In my main church was a woman called Mandy. One night at the church prayer meeting she had had such a powerful experience of the Holy Spirit and afterwards she discovered that she had received the spiritual gift of prophecy. Not prophecy in the sense of foretelling the future, but prophecy in the sense of being able to bring direct and relevant messages from God to people.

One Saturday morning she had gone to the church premises to pray on her own.
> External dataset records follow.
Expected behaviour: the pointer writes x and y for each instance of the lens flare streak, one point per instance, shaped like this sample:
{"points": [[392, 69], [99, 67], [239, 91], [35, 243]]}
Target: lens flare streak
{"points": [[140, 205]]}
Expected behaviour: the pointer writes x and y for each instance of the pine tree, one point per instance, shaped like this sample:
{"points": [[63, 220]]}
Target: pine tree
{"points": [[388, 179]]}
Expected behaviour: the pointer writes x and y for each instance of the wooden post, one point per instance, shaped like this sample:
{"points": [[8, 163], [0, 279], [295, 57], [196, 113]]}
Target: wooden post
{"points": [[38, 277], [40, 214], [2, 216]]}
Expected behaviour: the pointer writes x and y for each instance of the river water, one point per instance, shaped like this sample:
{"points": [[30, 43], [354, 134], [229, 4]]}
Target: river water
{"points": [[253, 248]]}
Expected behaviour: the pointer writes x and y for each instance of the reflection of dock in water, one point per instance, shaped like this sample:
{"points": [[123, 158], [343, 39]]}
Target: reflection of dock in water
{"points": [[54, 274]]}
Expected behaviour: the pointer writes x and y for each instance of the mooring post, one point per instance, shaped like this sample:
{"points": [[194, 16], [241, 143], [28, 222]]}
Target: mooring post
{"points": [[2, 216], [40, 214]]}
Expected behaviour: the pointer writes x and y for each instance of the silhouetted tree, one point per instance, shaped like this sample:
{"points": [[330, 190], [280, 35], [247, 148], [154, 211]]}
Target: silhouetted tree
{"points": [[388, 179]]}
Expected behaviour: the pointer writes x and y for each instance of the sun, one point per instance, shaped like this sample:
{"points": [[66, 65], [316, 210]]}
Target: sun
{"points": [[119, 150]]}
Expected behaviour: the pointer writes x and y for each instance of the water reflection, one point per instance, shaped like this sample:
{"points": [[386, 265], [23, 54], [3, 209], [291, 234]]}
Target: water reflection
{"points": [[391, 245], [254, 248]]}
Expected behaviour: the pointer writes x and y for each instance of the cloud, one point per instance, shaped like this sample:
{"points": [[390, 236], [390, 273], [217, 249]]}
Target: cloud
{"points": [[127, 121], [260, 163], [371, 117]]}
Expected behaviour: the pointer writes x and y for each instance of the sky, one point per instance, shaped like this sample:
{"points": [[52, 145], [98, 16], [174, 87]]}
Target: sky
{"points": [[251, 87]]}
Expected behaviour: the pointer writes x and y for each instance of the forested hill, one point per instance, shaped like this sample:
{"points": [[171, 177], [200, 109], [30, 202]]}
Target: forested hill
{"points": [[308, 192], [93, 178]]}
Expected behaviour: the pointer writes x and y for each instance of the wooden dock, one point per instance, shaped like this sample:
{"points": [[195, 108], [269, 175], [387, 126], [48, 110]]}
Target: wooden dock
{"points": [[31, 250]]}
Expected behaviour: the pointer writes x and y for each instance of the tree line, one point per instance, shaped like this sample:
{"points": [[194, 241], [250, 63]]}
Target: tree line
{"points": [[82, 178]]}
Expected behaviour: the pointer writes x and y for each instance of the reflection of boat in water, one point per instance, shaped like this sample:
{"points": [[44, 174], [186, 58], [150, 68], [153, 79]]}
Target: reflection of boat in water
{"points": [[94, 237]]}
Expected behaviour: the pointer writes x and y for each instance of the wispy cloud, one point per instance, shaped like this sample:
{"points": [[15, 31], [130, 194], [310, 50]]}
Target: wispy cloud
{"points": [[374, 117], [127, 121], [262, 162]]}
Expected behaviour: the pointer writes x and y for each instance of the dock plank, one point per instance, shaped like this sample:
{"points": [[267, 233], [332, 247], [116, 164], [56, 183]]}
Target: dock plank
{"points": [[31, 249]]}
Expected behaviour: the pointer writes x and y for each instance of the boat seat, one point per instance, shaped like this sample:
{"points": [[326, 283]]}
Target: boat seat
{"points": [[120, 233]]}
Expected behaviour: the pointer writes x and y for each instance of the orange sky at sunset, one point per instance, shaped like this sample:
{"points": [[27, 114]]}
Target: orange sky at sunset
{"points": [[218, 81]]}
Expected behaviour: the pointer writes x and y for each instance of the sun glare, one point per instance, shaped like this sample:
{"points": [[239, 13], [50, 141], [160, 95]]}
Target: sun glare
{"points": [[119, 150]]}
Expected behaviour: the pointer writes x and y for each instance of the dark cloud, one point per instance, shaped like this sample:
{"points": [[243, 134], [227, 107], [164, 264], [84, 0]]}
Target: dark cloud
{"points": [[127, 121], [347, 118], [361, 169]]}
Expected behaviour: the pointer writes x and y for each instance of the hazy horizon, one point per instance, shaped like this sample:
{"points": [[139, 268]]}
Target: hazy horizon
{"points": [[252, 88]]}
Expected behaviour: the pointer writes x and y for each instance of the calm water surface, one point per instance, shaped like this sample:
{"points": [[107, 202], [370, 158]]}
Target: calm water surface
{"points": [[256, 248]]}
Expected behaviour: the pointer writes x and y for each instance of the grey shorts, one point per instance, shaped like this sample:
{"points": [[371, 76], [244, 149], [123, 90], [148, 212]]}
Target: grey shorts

Walking around, she came to the front of the sanctuary, near the communion table and the lectern, and in that area she felt prompted to pray for me.

While she was praying there, she heard God say to her, ‘Tell Dave he can have what he wants.’

She relayed that to me sometime in the succeeding days and I knew instantly this referred to my dilemma about the computer. My prayer was answered by a loving Father.

In conclusion, I don’t want to harangue you about the need for prayer, it’s too easy to do that. Instead, I want you to hear just how good and loving our God is. He is the friend who will maintain his honour by providing what we need. He is the Father in heaven who provides the good and the very best for his children.

Let us be confident in this God of love when we pray.